Young shrugged off the criticism that he often gets on social media, again reiterating his goal is simply to set the Hawks on the right path. He’s gotten this kind of flack since high school, he added.

“Every year, coming into the league, everybody remembers what’s said about me not being ready, not big enough, whatever it was, I had to overcome that,” Young said. “And then now it’s something else and I’ve just got to overcome that. For me, it’s not about fighting for other people’s respect, as far as a fan goes. For me, I play the game the way I know how, and it’s worked for me up to this point, and now I just need to make it, just need to turn around this franchise and hopefully get us to the playoffs next year. That’s my main focus. I don’t want to get into all that; it’s not in my DNA to go back and forth about individual stuff. I’m all about this team.”

Of course, to an extent, all NBA players care somewhat about their reputation and how they’re perceived, and based off his social-media reaction, it did seem to rub Young the wrong way that he didn’t make an All-NBA team.

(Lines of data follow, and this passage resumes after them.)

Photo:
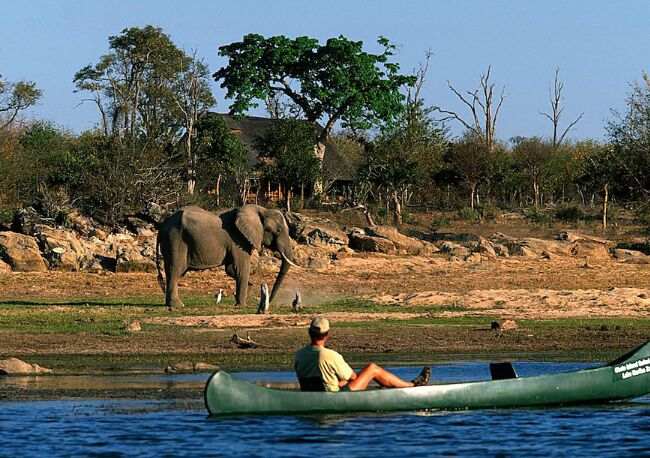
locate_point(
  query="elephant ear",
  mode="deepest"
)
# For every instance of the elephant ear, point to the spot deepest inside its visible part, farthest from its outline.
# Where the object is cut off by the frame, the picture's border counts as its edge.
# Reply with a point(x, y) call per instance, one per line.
point(249, 223)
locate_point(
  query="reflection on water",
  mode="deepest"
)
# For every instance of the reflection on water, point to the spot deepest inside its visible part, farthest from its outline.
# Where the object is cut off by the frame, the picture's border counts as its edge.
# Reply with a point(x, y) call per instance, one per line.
point(180, 427)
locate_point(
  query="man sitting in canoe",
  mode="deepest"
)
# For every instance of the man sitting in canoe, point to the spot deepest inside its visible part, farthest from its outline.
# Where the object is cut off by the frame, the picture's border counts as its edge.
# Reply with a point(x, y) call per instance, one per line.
point(321, 369)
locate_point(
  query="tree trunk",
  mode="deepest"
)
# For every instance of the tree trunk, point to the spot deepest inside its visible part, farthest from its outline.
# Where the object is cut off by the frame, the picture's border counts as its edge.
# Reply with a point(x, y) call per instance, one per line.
point(535, 193)
point(472, 194)
point(397, 210)
point(191, 166)
point(319, 152)
point(302, 196)
point(288, 200)
point(218, 190)
point(605, 200)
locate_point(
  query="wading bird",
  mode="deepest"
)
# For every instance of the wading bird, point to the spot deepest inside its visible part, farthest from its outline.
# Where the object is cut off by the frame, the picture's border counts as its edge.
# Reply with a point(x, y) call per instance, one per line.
point(296, 305)
point(264, 305)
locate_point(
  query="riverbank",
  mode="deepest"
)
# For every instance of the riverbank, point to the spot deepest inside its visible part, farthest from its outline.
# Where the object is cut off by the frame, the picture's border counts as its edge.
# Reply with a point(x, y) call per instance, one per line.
point(397, 309)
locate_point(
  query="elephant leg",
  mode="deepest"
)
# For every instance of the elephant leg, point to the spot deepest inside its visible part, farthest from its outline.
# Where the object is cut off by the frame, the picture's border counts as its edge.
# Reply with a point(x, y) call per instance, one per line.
point(174, 270)
point(241, 278)
point(230, 271)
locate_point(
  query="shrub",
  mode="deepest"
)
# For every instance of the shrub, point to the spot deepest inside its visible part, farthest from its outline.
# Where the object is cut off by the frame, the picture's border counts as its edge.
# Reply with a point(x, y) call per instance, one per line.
point(469, 214)
point(571, 213)
point(489, 211)
point(537, 216)
point(438, 223)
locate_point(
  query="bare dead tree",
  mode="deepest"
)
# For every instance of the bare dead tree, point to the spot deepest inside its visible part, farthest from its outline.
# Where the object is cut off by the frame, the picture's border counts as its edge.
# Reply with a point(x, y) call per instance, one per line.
point(555, 100)
point(483, 107)
point(193, 100)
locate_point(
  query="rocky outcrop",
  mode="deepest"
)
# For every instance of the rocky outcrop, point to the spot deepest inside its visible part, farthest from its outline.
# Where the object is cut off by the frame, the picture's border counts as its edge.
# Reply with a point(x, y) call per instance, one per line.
point(360, 241)
point(26, 219)
point(631, 256)
point(324, 236)
point(189, 367)
point(128, 258)
point(15, 366)
point(403, 244)
point(454, 249)
point(62, 249)
point(21, 252)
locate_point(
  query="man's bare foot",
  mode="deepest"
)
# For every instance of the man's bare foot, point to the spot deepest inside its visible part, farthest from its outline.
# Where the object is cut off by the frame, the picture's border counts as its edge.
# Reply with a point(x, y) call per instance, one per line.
point(423, 378)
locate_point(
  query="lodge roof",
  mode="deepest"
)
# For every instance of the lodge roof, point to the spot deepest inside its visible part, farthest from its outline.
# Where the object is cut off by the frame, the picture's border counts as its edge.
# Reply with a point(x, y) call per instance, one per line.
point(249, 129)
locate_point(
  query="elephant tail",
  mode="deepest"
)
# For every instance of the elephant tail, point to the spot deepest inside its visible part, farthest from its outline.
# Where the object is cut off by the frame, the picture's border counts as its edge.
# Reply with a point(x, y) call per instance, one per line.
point(161, 278)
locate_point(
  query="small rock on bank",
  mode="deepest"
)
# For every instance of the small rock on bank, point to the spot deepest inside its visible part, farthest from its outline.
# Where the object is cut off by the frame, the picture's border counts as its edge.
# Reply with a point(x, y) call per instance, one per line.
point(15, 366)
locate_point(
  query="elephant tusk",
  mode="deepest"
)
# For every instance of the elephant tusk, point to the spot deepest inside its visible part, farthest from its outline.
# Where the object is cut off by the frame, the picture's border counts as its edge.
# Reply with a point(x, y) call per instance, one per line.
point(284, 256)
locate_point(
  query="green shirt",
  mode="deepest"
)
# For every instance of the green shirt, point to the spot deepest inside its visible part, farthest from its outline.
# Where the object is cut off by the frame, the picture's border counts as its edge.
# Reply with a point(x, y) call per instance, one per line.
point(322, 362)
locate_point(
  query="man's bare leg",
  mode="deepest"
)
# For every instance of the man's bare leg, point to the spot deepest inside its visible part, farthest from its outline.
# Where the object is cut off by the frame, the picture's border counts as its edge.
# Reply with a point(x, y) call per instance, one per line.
point(380, 375)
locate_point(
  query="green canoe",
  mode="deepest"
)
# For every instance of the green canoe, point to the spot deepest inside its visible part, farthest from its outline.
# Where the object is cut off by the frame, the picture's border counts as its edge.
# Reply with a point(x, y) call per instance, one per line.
point(625, 378)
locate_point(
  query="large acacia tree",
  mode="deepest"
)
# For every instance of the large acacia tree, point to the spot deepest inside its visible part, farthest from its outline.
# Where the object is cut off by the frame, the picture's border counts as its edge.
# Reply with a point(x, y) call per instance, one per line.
point(149, 94)
point(333, 82)
point(14, 98)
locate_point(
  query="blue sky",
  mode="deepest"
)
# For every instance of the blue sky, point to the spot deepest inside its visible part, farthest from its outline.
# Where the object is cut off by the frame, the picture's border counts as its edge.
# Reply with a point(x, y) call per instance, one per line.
point(600, 46)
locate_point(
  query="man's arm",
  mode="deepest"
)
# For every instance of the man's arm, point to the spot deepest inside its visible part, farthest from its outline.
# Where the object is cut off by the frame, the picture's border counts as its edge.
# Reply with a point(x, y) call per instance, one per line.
point(344, 372)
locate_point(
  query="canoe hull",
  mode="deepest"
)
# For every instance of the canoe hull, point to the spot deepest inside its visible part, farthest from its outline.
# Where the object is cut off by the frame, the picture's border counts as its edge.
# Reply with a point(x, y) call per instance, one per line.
point(624, 379)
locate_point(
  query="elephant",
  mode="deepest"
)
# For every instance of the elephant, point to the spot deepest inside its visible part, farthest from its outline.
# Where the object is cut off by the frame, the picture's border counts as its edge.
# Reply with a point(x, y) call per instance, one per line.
point(196, 239)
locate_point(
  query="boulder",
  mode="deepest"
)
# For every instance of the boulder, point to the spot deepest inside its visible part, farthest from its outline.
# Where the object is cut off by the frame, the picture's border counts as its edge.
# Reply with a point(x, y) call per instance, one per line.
point(501, 250)
point(134, 326)
point(25, 220)
point(631, 256)
point(15, 366)
point(62, 249)
point(343, 252)
point(205, 367)
point(21, 252)
point(429, 249)
point(589, 248)
point(403, 243)
point(140, 227)
point(363, 242)
point(486, 249)
point(509, 325)
point(324, 236)
point(81, 224)
point(454, 249)
point(317, 263)
point(153, 213)
point(474, 258)
point(128, 258)
point(181, 367)
point(572, 236)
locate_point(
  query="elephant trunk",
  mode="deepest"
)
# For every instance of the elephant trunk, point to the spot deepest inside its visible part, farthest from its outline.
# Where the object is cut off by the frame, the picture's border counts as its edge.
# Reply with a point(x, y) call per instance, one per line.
point(284, 268)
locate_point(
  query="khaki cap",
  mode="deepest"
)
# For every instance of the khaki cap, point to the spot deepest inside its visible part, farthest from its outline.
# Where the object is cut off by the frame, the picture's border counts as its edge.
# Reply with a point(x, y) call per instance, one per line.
point(320, 325)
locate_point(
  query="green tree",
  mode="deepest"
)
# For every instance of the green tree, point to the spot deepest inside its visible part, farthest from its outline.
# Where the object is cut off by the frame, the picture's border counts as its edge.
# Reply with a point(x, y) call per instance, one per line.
point(333, 82)
point(222, 157)
point(469, 158)
point(14, 98)
point(289, 148)
point(629, 135)
point(534, 156)
point(46, 168)
point(149, 94)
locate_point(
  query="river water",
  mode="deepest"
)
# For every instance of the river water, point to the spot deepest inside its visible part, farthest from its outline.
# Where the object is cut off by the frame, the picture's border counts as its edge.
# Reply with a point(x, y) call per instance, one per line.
point(161, 419)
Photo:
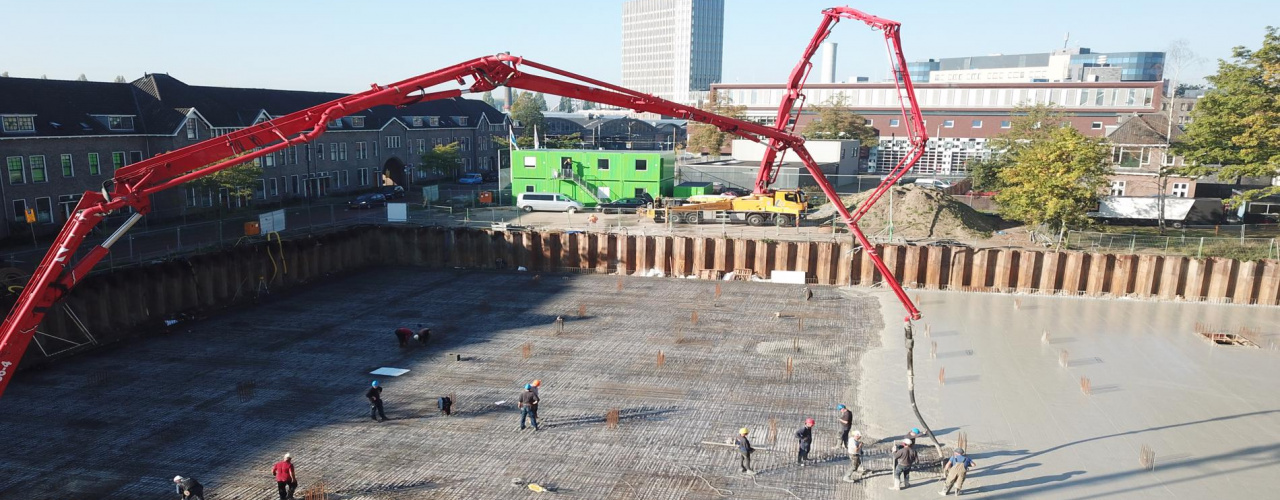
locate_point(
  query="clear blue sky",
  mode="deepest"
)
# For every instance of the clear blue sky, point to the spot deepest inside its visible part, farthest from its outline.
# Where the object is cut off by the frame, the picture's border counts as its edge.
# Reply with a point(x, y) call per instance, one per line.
point(346, 45)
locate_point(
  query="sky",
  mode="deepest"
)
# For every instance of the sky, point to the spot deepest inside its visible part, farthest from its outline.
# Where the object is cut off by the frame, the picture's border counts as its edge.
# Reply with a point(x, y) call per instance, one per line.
point(343, 46)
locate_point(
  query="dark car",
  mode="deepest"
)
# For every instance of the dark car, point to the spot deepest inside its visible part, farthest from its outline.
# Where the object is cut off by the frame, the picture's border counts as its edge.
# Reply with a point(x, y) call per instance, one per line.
point(625, 205)
point(368, 201)
point(392, 192)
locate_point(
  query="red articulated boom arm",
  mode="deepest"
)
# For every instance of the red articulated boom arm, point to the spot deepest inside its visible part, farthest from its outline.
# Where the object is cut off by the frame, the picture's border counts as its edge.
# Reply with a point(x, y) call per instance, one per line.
point(132, 186)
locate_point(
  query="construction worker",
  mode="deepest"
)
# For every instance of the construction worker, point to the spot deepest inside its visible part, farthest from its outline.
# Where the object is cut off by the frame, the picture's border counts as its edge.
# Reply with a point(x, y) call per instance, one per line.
point(805, 436)
point(744, 452)
point(188, 487)
point(954, 469)
point(402, 335)
point(375, 402)
point(855, 458)
point(286, 481)
point(904, 457)
point(528, 407)
point(846, 422)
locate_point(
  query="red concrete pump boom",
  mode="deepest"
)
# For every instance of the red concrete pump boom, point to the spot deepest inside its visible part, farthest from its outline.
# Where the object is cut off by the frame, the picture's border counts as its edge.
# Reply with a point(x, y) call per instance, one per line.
point(132, 186)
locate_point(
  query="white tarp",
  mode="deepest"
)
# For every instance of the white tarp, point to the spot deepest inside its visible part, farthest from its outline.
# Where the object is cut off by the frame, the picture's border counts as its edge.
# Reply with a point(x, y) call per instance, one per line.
point(272, 221)
point(397, 212)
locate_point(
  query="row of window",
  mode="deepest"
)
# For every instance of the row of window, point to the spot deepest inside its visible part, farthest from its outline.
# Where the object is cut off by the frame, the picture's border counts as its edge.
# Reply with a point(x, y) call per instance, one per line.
point(36, 170)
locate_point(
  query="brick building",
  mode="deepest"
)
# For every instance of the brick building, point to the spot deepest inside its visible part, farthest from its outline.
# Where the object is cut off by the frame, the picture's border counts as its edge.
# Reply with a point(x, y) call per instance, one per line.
point(60, 138)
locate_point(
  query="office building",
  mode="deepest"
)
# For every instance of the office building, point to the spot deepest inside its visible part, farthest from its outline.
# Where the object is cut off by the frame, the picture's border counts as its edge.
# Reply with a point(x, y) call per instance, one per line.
point(672, 49)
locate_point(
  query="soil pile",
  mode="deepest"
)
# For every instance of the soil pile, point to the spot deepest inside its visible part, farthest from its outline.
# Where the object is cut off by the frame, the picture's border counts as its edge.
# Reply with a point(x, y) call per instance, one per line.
point(918, 214)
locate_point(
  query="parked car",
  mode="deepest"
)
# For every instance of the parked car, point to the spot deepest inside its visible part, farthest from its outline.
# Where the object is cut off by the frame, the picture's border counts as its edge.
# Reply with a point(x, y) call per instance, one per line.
point(368, 201)
point(552, 202)
point(625, 205)
point(392, 192)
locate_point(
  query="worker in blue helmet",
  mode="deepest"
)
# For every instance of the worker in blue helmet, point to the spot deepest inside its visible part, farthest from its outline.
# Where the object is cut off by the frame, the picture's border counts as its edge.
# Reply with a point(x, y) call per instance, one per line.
point(846, 422)
point(528, 406)
point(375, 402)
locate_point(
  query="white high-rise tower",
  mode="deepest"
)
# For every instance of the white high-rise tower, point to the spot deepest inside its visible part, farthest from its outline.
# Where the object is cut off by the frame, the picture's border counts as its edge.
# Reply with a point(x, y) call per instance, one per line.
point(672, 49)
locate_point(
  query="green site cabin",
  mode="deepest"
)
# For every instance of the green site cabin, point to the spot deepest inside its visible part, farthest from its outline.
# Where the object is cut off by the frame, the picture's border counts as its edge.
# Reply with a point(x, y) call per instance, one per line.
point(589, 175)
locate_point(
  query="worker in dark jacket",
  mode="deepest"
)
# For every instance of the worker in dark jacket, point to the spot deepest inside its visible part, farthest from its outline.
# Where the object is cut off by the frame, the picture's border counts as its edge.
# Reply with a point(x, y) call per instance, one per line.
point(904, 457)
point(744, 452)
point(188, 487)
point(805, 436)
point(375, 402)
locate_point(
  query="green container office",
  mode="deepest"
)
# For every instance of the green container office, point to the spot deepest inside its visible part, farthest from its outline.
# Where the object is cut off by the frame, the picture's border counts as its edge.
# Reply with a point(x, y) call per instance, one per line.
point(588, 175)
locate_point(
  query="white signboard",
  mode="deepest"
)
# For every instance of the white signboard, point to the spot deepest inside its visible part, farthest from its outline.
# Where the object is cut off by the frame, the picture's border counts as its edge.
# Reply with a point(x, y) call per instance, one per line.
point(397, 212)
point(272, 221)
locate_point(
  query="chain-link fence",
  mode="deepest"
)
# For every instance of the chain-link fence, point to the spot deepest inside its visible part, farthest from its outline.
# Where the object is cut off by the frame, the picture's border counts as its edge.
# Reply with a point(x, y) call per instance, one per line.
point(1193, 246)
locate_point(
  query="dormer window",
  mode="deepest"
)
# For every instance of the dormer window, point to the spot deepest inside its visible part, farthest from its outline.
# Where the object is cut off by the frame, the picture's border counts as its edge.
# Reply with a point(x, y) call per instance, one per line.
point(19, 123)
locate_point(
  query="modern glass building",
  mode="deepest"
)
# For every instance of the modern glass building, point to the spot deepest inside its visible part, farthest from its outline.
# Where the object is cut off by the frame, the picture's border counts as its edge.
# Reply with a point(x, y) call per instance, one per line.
point(672, 49)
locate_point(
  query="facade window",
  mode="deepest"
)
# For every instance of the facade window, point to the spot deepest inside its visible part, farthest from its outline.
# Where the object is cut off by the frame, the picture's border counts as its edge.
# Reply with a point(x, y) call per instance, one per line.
point(45, 210)
point(39, 171)
point(19, 210)
point(119, 123)
point(19, 123)
point(17, 170)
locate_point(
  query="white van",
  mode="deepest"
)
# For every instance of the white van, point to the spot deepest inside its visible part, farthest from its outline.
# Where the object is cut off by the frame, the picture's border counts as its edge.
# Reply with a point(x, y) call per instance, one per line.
point(549, 202)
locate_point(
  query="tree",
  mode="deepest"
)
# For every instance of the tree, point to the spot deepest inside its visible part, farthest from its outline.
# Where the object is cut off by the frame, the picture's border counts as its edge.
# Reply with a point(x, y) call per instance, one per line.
point(442, 160)
point(526, 111)
point(1032, 124)
point(837, 122)
point(708, 138)
point(1235, 127)
point(566, 105)
point(1054, 180)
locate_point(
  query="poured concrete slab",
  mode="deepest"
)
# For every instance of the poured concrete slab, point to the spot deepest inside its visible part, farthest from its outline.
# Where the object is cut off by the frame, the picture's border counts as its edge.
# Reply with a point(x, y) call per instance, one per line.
point(1210, 413)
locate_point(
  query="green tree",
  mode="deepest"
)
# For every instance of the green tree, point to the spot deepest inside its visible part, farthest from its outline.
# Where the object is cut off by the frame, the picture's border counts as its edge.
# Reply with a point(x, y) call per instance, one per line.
point(1054, 180)
point(1235, 127)
point(442, 160)
point(708, 138)
point(526, 111)
point(1031, 125)
point(837, 122)
point(566, 105)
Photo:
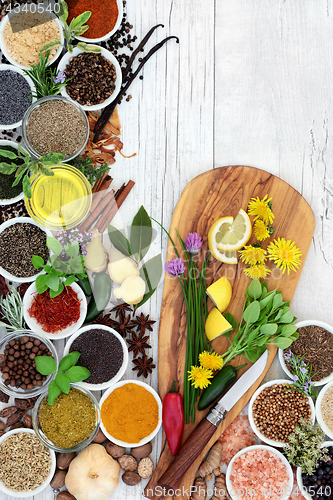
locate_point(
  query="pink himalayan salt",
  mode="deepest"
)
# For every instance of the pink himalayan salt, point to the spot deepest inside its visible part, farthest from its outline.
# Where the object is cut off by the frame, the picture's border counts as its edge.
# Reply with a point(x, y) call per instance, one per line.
point(259, 474)
point(236, 437)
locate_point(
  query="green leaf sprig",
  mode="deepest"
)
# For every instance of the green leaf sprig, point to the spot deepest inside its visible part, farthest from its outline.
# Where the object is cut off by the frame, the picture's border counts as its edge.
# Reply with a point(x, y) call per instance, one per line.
point(71, 267)
point(266, 319)
point(39, 166)
point(76, 28)
point(66, 373)
point(137, 247)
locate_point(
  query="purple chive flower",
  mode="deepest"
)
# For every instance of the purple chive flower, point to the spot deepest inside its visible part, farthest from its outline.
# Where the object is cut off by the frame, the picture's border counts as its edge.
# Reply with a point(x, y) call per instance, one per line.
point(193, 243)
point(175, 267)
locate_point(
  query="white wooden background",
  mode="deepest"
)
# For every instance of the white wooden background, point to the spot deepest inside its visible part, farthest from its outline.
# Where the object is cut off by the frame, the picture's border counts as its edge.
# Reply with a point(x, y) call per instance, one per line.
point(251, 84)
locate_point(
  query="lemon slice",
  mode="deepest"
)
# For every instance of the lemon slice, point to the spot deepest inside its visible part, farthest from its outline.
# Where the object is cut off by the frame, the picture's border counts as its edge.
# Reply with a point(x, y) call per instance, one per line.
point(216, 324)
point(220, 293)
point(233, 236)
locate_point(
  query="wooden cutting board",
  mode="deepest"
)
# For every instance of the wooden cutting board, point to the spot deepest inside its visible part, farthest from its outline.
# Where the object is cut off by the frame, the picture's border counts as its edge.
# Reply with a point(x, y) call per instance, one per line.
point(214, 194)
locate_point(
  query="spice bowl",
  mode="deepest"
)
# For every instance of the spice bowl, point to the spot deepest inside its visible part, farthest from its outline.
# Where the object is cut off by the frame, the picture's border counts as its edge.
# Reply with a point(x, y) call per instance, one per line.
point(35, 491)
point(36, 326)
point(265, 439)
point(65, 60)
point(9, 201)
point(103, 351)
point(137, 405)
point(268, 455)
point(301, 324)
point(12, 222)
point(16, 338)
point(70, 419)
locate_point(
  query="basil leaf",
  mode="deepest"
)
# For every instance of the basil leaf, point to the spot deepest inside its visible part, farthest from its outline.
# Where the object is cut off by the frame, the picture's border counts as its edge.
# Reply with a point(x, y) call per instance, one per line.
point(78, 373)
point(54, 391)
point(63, 382)
point(45, 365)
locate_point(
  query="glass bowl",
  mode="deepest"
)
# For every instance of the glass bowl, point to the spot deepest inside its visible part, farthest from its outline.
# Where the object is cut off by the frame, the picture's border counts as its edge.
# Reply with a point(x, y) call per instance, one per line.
point(17, 392)
point(27, 144)
point(62, 201)
point(40, 434)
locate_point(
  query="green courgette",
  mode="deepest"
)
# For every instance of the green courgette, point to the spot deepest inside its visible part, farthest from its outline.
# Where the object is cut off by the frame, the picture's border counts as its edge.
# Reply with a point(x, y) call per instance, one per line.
point(222, 380)
point(101, 297)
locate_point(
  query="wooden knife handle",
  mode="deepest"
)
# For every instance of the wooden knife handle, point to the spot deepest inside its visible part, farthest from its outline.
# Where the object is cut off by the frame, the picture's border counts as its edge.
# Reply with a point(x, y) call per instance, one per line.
point(190, 450)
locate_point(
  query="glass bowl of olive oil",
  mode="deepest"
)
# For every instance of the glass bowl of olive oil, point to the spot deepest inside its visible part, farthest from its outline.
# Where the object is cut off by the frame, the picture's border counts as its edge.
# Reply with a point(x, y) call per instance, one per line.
point(61, 201)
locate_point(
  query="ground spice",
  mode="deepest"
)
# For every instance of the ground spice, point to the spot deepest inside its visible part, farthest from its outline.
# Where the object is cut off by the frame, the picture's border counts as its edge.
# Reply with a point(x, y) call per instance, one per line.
point(130, 413)
point(18, 243)
point(56, 127)
point(70, 420)
point(316, 344)
point(104, 15)
point(101, 352)
point(55, 314)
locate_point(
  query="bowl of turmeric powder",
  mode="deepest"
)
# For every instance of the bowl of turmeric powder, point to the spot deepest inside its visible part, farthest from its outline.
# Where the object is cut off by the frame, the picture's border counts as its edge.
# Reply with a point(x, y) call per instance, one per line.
point(131, 413)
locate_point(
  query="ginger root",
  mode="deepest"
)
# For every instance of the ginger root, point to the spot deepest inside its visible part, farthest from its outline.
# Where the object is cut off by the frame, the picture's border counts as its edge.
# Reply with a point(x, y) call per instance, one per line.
point(212, 461)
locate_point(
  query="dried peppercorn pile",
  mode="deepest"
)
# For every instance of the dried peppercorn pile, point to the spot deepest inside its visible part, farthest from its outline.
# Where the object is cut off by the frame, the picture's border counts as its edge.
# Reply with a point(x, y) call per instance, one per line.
point(92, 78)
point(101, 352)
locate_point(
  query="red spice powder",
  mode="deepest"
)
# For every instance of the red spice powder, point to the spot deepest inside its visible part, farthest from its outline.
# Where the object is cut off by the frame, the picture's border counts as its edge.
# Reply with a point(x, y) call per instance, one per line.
point(104, 14)
point(57, 313)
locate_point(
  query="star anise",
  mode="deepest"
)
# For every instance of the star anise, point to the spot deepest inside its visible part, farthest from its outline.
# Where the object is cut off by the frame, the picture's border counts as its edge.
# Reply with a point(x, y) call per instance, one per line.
point(143, 323)
point(138, 344)
point(144, 365)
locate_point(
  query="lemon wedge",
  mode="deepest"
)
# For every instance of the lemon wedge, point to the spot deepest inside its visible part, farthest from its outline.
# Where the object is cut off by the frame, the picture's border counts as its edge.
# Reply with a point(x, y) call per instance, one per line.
point(216, 324)
point(233, 236)
point(220, 293)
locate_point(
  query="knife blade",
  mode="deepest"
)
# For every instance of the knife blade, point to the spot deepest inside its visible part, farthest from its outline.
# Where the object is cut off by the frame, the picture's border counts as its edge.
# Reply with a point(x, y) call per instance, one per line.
point(206, 428)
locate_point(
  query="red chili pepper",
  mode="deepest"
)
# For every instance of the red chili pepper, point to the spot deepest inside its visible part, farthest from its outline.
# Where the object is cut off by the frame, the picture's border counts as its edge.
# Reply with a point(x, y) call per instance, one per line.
point(173, 418)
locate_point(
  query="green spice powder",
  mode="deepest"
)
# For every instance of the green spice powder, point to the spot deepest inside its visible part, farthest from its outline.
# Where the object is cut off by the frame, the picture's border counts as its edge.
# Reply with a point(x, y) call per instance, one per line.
point(70, 419)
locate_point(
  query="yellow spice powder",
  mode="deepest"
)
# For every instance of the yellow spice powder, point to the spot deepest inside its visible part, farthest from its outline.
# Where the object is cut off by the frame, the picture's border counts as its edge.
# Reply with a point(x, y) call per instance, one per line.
point(130, 413)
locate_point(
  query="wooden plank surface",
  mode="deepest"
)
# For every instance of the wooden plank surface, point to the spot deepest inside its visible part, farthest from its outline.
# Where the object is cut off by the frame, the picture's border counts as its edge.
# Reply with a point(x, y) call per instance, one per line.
point(214, 194)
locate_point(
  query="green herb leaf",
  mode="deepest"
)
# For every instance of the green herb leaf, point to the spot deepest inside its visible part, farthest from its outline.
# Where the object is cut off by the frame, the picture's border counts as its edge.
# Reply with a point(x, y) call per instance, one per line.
point(77, 373)
point(119, 241)
point(63, 382)
point(45, 365)
point(141, 234)
point(54, 391)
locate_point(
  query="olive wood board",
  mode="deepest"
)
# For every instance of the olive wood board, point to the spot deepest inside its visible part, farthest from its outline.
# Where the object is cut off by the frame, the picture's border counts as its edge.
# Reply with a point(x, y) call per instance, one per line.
point(221, 192)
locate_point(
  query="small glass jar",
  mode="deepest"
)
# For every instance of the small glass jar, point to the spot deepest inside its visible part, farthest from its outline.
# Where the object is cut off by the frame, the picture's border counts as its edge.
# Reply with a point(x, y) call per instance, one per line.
point(40, 434)
point(17, 392)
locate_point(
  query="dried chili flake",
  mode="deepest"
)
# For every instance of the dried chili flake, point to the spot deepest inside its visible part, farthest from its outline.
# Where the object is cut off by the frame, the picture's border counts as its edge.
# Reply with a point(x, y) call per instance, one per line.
point(58, 313)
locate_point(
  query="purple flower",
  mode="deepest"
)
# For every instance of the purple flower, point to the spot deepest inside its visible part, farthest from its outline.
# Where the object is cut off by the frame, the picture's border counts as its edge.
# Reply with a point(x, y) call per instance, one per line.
point(193, 243)
point(175, 267)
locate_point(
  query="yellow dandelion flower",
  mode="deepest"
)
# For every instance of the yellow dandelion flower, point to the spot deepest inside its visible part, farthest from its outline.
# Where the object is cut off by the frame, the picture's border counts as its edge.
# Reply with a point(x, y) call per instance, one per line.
point(261, 209)
point(200, 377)
point(285, 254)
point(252, 255)
point(257, 271)
point(210, 360)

“To be honest, for me personally, I always strive for more," Young said. "I know the position I’m in; some people would say, they’d be happy just being an All-Star starter in their second year or top five in points and assists, they would say they’re happy about that and go on and live happy, but for me I always want more. That’s kind of how it is for me. I understand maybe why I didn’t get it, but that just happens, and next time, you’ve just got to, for me, it’s all about winning.”

When asked what he wanted to prove in his third season, though, Young said he wants to show the Hawks' pieces of their rebuilding process are coming together, and kept the conversation centered around winning as a team.

As a team, he said, they’ve talked about what it will take to reach the next level, and they’ll be ready whenever the season rolls around.

“We’re in a rebuilding stage, we’ve been in the rebuilding stage, but now it’s time, the pieces are falling together," Young said. "So hopefully that’s something that I’m ready to prove to people is the pieces are kind of together now.”